With Bob gone and our grieving not quite passed, we decided we could make buckets of money to at least help his children, to make good on our promise that we never told him about. But that was not to be either. Others seem to be making money hand over fist in this business except us. We do OK, but it's not enough. Who will help his family? Isn't this the whole reason we started all this mess?!
I still have sharp memories of the funeral. There are some I have no memory of whatsoever. During the week of which Bob passed, I wrote notes. I intended to write it out as a story, to be kept privately, to help myself work out some this emotion. I never did. I am afraid I will not recall what some of the notes mean but it doesn't matter. It has served its purpose. It helped me to a point. In a way, it allowed to tell "someone" the things that could not be repeated.
I remember writing about how Bob looked in the casket. That's all I wrote about it. I had written no details. The truth is, I vividly remember how gray his skin looked, especially on his hands. I remember how it looked like Bob, but it didn't look like him at all. It was more of a shadow of Bob.

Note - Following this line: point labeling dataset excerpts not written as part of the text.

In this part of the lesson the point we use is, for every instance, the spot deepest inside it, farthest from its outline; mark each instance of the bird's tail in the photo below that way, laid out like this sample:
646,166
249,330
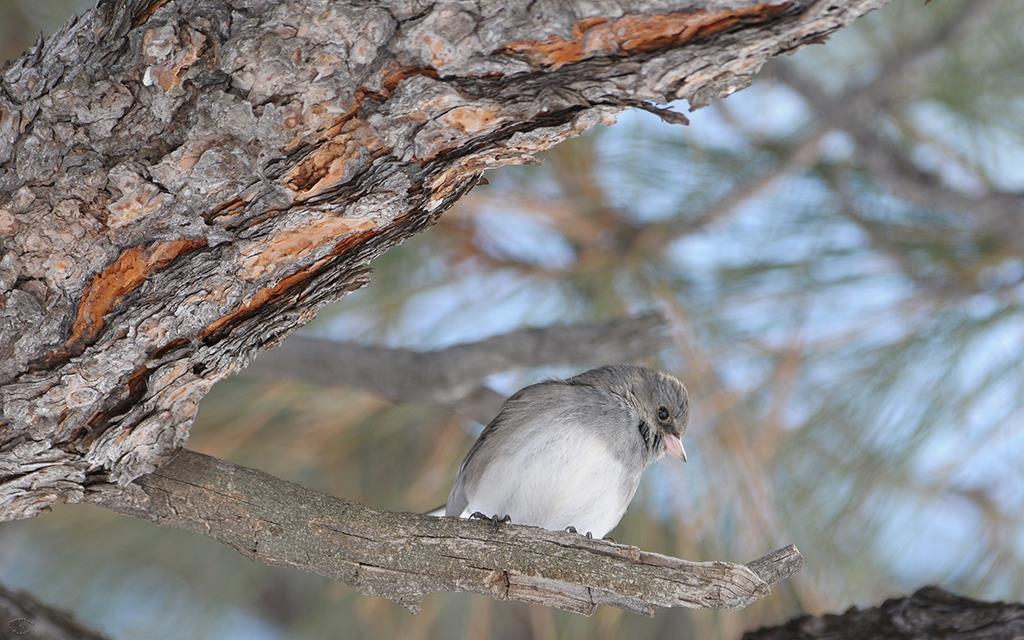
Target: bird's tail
436,511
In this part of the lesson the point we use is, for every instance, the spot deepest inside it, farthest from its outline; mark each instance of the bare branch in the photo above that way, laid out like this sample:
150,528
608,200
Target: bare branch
25,617
406,556
930,612
453,377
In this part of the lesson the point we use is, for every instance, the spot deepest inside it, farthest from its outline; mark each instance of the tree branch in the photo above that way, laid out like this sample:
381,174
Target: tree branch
930,612
25,617
453,377
183,182
406,556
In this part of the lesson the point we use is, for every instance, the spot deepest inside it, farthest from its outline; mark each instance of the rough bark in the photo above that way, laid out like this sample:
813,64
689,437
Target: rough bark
25,617
930,612
454,377
182,182
404,556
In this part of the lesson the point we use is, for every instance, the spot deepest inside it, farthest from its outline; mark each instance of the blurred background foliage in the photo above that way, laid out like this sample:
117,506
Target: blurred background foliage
839,251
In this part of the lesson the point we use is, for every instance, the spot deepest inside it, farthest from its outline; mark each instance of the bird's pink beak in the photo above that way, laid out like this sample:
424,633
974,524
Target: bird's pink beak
674,446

Perhaps that is the best way to remember someone when you see them after. It is a shell, a container for this life. Bob has moved on to the next life and has a new container. I do believe this because of the dream I had about a week after he passed. Bob didn't die. He passed along to the next world. I know he lives because he told me so in my dream. He told Kristin, his daughter the same thing.
Why then, does it still hurt so much? Why do I still cry?